Last Updated: 15 Jan, 2021
Difficulty: Moderate

## PROBLEM STATEMENT

#### You are given a list of “N” strings A. Your task is to check whether you can form a given target string using a combination of one or more strings of A.

##### Note :
``````You can use any string of A multiple times.
``````
##### Examples :
``````A =[“coding”, ”ninjas”, “is”, “awesome”]  target = “codingninjas”
Ans = true as we use “coding” and “ninjas” to form “codingninjas”
``````
##### Input format :
``````The first line of input contains a single integer T, representing the number of test cases or queries to be run.
Then the T test cases follow.

The first line of each test contains a single integer N denoting the total number of strings in A.
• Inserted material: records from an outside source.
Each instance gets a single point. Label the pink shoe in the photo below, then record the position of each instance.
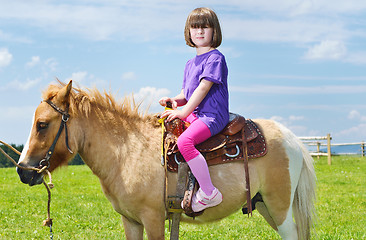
(201, 201)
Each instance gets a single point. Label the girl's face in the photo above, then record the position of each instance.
(201, 37)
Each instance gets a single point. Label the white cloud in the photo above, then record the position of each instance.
(23, 85)
(355, 115)
(52, 64)
(272, 89)
(356, 58)
(5, 57)
(33, 62)
(332, 50)
(129, 76)
(78, 76)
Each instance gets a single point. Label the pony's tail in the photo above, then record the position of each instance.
(304, 199)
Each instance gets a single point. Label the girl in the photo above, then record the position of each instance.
(204, 96)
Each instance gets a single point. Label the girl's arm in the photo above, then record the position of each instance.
(198, 95)
(176, 101)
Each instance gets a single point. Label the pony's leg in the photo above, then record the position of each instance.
(287, 229)
(133, 230)
(154, 227)
(262, 209)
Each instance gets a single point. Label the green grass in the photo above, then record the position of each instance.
(80, 210)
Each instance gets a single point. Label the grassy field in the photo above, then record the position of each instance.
(80, 210)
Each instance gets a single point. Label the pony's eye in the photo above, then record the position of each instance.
(41, 126)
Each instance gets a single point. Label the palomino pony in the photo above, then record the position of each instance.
(122, 147)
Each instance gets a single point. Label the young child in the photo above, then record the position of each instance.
(204, 96)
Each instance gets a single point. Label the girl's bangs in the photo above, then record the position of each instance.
(200, 21)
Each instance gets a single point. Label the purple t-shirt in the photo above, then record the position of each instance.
(214, 108)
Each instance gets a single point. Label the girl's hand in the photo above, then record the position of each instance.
(173, 114)
(163, 102)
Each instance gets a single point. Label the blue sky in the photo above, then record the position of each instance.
(302, 63)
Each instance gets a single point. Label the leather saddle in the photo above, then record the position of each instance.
(240, 140)
(225, 147)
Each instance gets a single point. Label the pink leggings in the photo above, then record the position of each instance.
(196, 133)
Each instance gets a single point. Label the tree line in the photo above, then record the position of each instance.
(5, 162)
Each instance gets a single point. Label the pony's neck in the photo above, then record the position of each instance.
(113, 142)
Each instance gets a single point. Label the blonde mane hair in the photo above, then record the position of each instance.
(92, 100)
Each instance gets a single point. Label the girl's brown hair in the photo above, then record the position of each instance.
(201, 18)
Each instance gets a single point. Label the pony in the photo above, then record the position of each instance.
(121, 146)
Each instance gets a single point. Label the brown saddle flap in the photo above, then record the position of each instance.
(227, 146)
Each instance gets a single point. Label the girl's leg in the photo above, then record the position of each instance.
(196, 133)
(208, 195)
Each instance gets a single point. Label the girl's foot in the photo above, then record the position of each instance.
(201, 201)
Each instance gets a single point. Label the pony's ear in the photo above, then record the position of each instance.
(64, 93)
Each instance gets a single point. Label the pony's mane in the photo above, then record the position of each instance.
(86, 101)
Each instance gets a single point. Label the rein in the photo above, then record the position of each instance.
(44, 164)
(65, 117)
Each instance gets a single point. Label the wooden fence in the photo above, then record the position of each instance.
(326, 141)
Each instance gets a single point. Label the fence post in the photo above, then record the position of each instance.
(318, 149)
(329, 150)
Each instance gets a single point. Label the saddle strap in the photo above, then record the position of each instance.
(246, 169)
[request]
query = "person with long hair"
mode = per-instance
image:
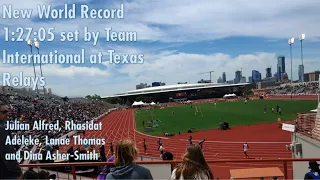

The second line of each test contains “N” space-separated strings of A.

The third line of each test contains a single string target.
``````
##### Output format :
``````For each test case, print 1 if you can form a target string else print 0.
The output of each test case will be printed in a separate line.
``````
##### Note:
``````You do not need to print anything, it has already been taken care of. Just implement the given function.
``````
##### Constraints :
``````1 <= T <= 5
1 <= N, | target | <= 10^2
1 <= | A[i] | <= 10

Where | A[i] | denotes length of string i,| target | denotes the length of the string target and A[i] contains only lowercase English characters.

Time limit: 1 sec
`````` ## Approach 1

In this solution, we will try to generate all prefixes and If we want a prefix present in the string then we will recur for the remaining string.

Steps:

1. Store all strings of A on the hash map.
2. Declare and call function wordBreakHelper which will take a single argument string.

wordBreakHelper(s):

1. Base case if the length of the string is 0 then return true.
2. Run a loop from i = 1 to the length of the string:
• If substring from 0 to i exist in the map and recursion of the remaining string gives true then return true.
3. After running the loop, return false.